Kenyataan-kenyataan seperti ini tentu mempengaruhi bagaimana situasi para guru di Indonesia untuk masa depan. Namun optimisme untuk menjadi guru yang lebih baik di masa mendatang tetap terbuka, hanya tergantung kepada bagaimana mereka mampu untuk menerapkan prinsip: “educarsi per educare” (mendidik diri untuk mendidik) dan “formarsi per formare” (membentuk diri untuk membentuk) pribadi-pribadi yang dididiknya.


E.   Kondisi khusus para guru di Sekolah Katolik

Sekolah-sekolah katolik lahir atas dasar inisiatif dari komunitas kristen atau komunitas gereja (Kongregasi Gereja Katolik untuk urusan Pendidikan, keuskupan, paroki dan asosiasi-asosiasi orang beriman Katolik), telah memiliki sejarah yang panjang dan hampir secara eksklusif terdiri dari para religius (biarawan/biarawati).

Misi penyebaran iman Katolik ke seluruh dunia memberi peluang yang sangat besar kepada aspek pendidikan. Karena itu para misionaris, selain menyebarkan Injil kepada “dunia-dunia baru”, juga mengutus biarawan - biarawati yang akan bekerja sebagai guru di tanah misi (di sekolah dan juga asrama).
Kondisi ini berubah ketika tugas misi diserahkan dari misionaris kepada biarawan-biarawati dalam melanjutkan misi pendidikan di tanah misi. Dengan segala aspek untung - ruginya, akhirnya secara perlahan, mereka mampu mendirikan sekolah-sekolah dan asrama di seluruh Indonesia.

Namun pertumbuhan biarawan - biarawati tidak secepat seperti yang diperkirakan, walaupun dari segi statistiknya cukup signifikan juga. Karena itu Gereja melibatkan kaum awam dalam dunia pendidikan pada umumnya dan dunia sekolah pada khususnya. Sejak keminiman kehadiran misionaris yang bekerja dalam bidang sekolah - pendidikan di Indonesia, gereja berharap agar semakin banyak kaum awam yang terlibat dalam dunia sekolah dan pendidikan.

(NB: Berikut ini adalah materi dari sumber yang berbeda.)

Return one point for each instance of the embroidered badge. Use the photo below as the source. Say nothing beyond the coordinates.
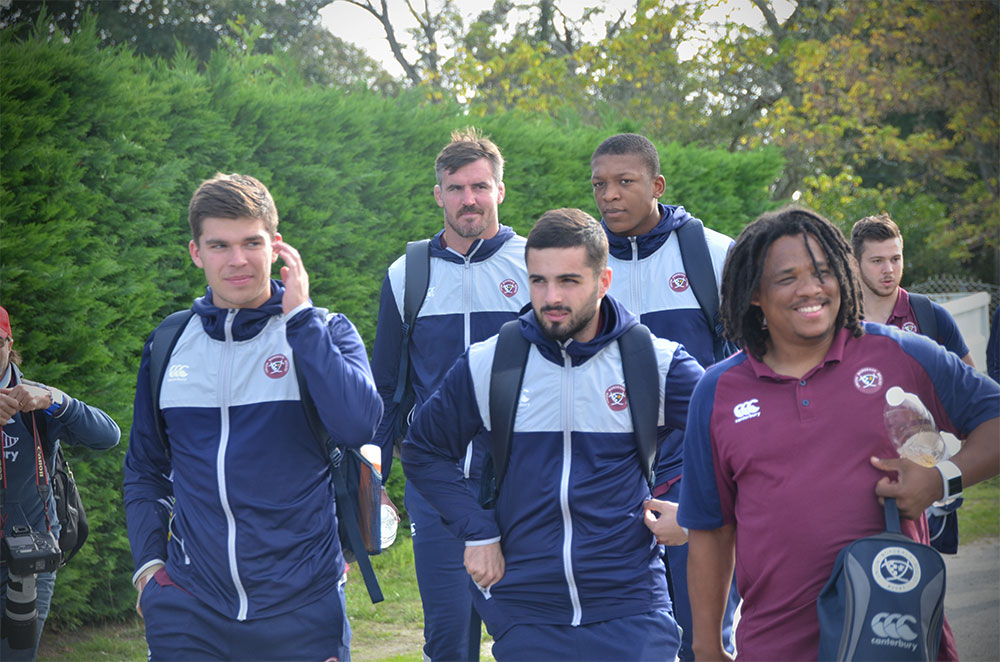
(276, 366)
(616, 398)
(896, 569)
(868, 380)
(678, 282)
(508, 287)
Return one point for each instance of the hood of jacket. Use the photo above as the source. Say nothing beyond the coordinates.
(671, 218)
(615, 320)
(248, 322)
(480, 250)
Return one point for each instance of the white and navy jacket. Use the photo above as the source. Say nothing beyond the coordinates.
(650, 280)
(569, 513)
(254, 526)
(469, 297)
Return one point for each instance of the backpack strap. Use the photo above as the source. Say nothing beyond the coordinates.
(923, 310)
(418, 271)
(642, 376)
(346, 502)
(509, 361)
(892, 516)
(161, 347)
(701, 276)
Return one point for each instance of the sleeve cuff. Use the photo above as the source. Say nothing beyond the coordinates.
(299, 308)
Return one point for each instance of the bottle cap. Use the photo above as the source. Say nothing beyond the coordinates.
(895, 396)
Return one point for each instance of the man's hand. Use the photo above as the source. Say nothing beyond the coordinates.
(23, 397)
(485, 564)
(661, 519)
(140, 583)
(915, 487)
(294, 275)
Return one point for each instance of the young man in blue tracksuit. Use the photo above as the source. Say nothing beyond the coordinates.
(652, 282)
(563, 567)
(35, 419)
(233, 527)
(477, 282)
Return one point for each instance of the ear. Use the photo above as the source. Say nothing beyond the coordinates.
(659, 186)
(195, 255)
(604, 282)
(274, 253)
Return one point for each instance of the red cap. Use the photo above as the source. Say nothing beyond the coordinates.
(5, 323)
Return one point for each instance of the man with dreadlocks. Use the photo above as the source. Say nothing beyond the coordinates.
(784, 439)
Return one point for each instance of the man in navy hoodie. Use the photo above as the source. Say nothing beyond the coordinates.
(651, 280)
(233, 524)
(563, 568)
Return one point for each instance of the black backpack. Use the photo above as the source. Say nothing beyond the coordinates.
(357, 484)
(642, 388)
(69, 509)
(416, 280)
(701, 276)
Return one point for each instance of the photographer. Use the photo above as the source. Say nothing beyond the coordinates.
(34, 419)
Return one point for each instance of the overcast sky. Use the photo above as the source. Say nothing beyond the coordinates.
(357, 26)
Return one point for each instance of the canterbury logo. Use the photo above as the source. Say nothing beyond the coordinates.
(745, 410)
(894, 626)
(177, 372)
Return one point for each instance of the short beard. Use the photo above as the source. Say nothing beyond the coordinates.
(567, 331)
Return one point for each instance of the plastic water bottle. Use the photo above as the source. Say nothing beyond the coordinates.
(388, 517)
(912, 429)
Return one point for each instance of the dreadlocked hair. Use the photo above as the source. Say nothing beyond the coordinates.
(744, 321)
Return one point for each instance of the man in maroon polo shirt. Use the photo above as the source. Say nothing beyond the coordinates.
(878, 247)
(785, 451)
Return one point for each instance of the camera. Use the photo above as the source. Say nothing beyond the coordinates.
(26, 553)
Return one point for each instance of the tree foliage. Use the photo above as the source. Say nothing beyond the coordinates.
(101, 149)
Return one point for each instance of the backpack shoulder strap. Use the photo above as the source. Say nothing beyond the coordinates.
(417, 277)
(642, 376)
(347, 505)
(509, 361)
(162, 346)
(923, 310)
(701, 276)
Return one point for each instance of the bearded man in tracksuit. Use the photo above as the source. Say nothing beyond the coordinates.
(563, 567)
(246, 564)
(476, 283)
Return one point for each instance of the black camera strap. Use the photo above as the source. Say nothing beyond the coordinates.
(42, 483)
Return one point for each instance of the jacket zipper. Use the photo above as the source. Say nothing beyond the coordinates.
(220, 463)
(567, 428)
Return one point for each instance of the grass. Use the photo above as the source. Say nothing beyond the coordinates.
(979, 516)
(392, 631)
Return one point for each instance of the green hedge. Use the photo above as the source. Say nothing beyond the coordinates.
(100, 151)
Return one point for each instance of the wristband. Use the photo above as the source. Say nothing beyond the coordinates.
(55, 406)
(951, 476)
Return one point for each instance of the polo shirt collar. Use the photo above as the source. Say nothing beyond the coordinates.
(834, 355)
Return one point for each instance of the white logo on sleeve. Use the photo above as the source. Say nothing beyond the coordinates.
(745, 410)
(177, 373)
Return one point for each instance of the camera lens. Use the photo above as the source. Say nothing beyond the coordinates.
(20, 618)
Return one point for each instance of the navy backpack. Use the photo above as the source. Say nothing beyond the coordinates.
(884, 599)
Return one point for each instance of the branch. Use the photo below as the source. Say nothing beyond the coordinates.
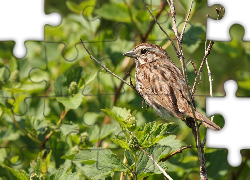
(163, 4)
(58, 124)
(210, 45)
(189, 12)
(194, 126)
(143, 39)
(172, 42)
(104, 66)
(162, 170)
(176, 152)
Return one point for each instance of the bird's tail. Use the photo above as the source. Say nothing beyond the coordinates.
(206, 122)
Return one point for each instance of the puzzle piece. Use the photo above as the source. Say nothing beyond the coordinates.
(232, 108)
(219, 30)
(27, 24)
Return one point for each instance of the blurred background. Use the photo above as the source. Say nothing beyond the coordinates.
(30, 108)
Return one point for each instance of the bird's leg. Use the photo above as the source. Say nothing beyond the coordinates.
(131, 83)
(147, 106)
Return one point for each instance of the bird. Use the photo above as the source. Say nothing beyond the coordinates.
(161, 84)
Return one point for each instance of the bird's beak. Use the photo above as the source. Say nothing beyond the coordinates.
(130, 54)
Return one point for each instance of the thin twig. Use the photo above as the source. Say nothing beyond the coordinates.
(176, 152)
(63, 114)
(103, 65)
(195, 129)
(183, 29)
(143, 39)
(172, 42)
(210, 45)
(163, 4)
(162, 170)
(26, 133)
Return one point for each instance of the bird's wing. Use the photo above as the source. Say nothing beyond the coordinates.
(163, 85)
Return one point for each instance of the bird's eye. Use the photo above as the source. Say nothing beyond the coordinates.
(143, 51)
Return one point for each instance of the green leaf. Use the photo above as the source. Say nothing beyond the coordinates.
(19, 174)
(78, 8)
(106, 164)
(145, 166)
(123, 117)
(114, 12)
(193, 36)
(70, 157)
(120, 142)
(14, 159)
(61, 174)
(129, 156)
(244, 84)
(90, 155)
(150, 133)
(62, 83)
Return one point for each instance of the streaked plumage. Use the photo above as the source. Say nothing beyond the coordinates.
(161, 83)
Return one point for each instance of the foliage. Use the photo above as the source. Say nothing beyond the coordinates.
(61, 115)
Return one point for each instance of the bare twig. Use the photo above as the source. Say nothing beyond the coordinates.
(184, 27)
(210, 45)
(162, 170)
(104, 66)
(63, 114)
(172, 42)
(194, 127)
(176, 152)
(144, 37)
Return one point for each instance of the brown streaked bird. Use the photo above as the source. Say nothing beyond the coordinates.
(161, 84)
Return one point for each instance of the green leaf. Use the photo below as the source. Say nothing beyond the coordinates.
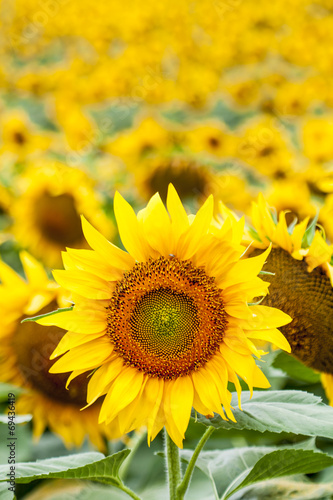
(71, 489)
(284, 463)
(93, 466)
(226, 467)
(295, 369)
(52, 313)
(5, 389)
(286, 489)
(310, 232)
(223, 467)
(5, 494)
(278, 411)
(19, 419)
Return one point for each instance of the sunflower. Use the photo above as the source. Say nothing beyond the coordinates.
(19, 136)
(46, 211)
(166, 325)
(193, 178)
(24, 352)
(265, 146)
(190, 177)
(301, 286)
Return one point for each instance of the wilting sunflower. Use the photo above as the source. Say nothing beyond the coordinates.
(165, 326)
(46, 212)
(24, 358)
(301, 286)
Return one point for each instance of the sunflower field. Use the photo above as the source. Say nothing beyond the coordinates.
(166, 250)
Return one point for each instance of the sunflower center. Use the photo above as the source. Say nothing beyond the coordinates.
(189, 178)
(308, 299)
(19, 138)
(57, 218)
(166, 317)
(33, 344)
(164, 322)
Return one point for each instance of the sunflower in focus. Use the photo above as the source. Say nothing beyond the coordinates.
(46, 211)
(24, 352)
(166, 325)
(302, 285)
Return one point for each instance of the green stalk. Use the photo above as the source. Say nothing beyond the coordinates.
(182, 488)
(173, 465)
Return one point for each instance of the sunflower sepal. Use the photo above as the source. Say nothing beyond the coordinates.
(310, 232)
(52, 313)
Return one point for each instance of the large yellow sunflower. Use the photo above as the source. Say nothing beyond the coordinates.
(46, 211)
(167, 325)
(24, 354)
(302, 286)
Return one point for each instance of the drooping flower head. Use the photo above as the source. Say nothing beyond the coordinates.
(166, 325)
(24, 358)
(302, 285)
(51, 196)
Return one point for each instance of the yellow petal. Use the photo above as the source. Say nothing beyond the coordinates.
(91, 261)
(153, 397)
(86, 356)
(102, 377)
(72, 339)
(178, 404)
(179, 219)
(157, 226)
(327, 381)
(245, 270)
(190, 240)
(130, 230)
(86, 284)
(123, 391)
(33, 270)
(112, 254)
(205, 388)
(265, 318)
(89, 321)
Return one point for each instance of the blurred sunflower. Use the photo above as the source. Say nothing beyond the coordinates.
(301, 286)
(19, 136)
(191, 178)
(317, 138)
(210, 138)
(167, 325)
(46, 210)
(291, 195)
(146, 138)
(264, 145)
(24, 352)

Keterbatasan pengetahuan dan keahlian dalam banyak hal menyebabkan para guru bekerja seadanya namun dengan dedikasi edukatif yang sangat tinggi. Semboyan guru adalah “pahlawan tanpa tanda jasa” menjadi ciri khas komitmen dan dedikasi tinggi bagi para guru yang hidup pada waktu itu. Namun ketika situasi didesak oleh pelbagai kebutuhan ekonomi, gelar tersebut menjadi tinggal kenangan karena hidup, pekerjaan dan uang menjadi “tiga pilar” yang sangat dituntut dan diagungkan untuk mampu bertahan dan bersaing dalam pergulatan hidup para guru. Karena itu, tuntutan menjadi seorang guru yang profesional menjadi sebuah mimpi yang hampir sulit terealisir untuk kebanyakan guru yang sedang berada atau bertugas di institusi-institusi pendidikan katolik. Keterbatasan dana dari misionaris, yang sebelumnya menjadi andalan utama, tidak lagi menjadi harapan utama. Yayasan-yayasan pendidikan katolik harus mampu mengadakan dan mencari dana agar operasional bisa berjalan dengan baik dan output dari hasil belajar dan mengajar bisa tetap dipertahankan.

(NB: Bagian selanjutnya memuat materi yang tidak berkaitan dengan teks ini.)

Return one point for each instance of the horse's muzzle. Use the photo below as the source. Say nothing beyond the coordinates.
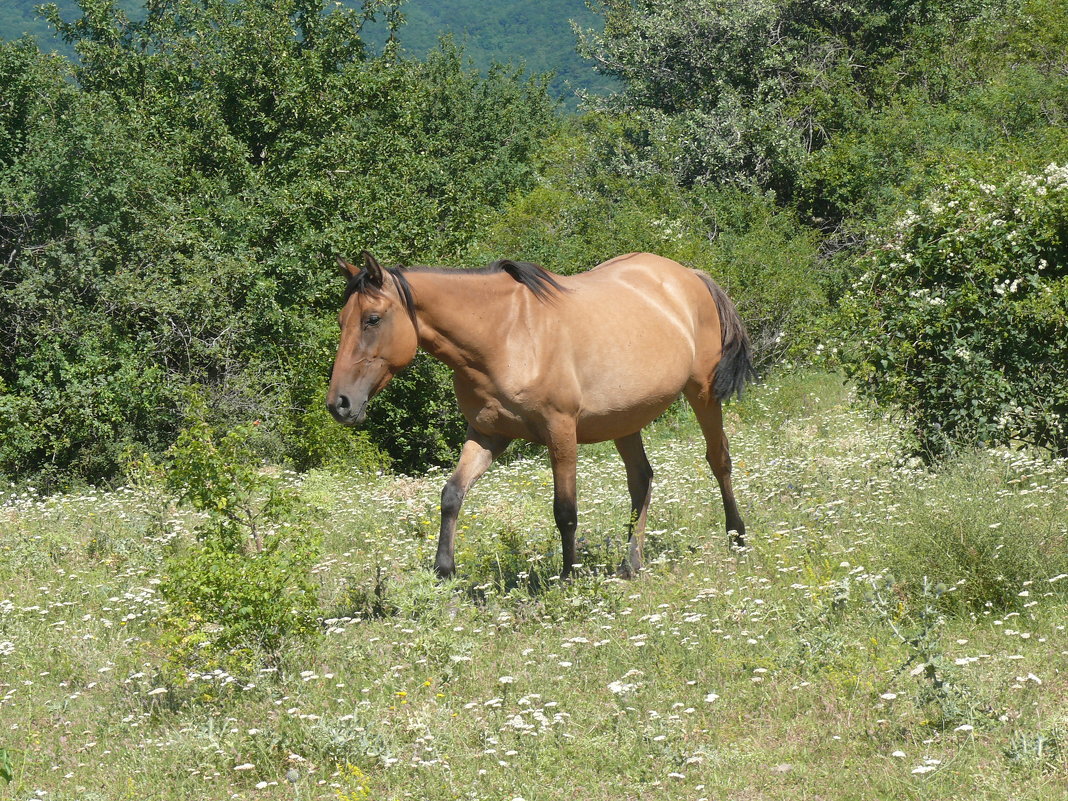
(345, 412)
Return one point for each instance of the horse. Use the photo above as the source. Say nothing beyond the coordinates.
(554, 360)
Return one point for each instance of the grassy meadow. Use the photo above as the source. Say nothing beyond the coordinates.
(892, 632)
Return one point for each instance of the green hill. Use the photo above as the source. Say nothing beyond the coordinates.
(536, 35)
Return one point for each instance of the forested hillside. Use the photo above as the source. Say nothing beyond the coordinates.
(536, 35)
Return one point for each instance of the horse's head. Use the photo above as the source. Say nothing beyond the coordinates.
(378, 339)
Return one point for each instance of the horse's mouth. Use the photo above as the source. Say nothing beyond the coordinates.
(350, 417)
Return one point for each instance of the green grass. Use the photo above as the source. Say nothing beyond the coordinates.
(796, 670)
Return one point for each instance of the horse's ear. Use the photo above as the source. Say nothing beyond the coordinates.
(373, 269)
(347, 268)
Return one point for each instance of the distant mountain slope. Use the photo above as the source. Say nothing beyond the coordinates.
(533, 33)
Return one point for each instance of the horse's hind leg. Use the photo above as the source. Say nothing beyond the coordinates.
(477, 454)
(640, 484)
(709, 414)
(563, 456)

Pendidikan awal yang dilewati oleh para guru memang kebanyakan belum memberikan sebuah prestasi yang membanggakan, dan oleh karena itu, masih butuh pendidikan dalam pelayanan, atau yang disebut dengan istilah “aggiornamento”. “Aggiornamento” harus menekankan pada prinsip pengaturan manajemen kelas, manajemen sekolah, manajemen masalah serta manajemen hidup pribadi. Selain itu sangat perlu ditekankan pendampingan continiu untuk setiap guru dalam menyempurnakan profesionalitasnya sebagai guru. Karena itu terdapat beberapa hal yang perlu diperhatikan: mengintegrasikan persiapan dalam sebuah sistem yang mengatur formasi awal dan pengalaman harian dalam hal hidup profesi; mendapatkan sarana-sarana untuk “auto-formasi” yang permanen; memformasi dan mengkualifikasikan secara terus menerus tanggung jawab - tanggung jawab pendidikan awal dan lanjutan para guru; memusatkan perhatian kepada kebutuhan-kebutuhan sekolah sebagai sistem, tanpa melupakan kebutuhan-kebutuhan setiap pribadi, grup dan masing-masing sekolah; mencoba metode-metode, model-model pembinaan baru dalam relasi dengan masalah-masalah pendidikan dan kemasyarakatan yang baru; serta memperdalam penelitian tentang pendidikan lanjutan dan keefektifannya.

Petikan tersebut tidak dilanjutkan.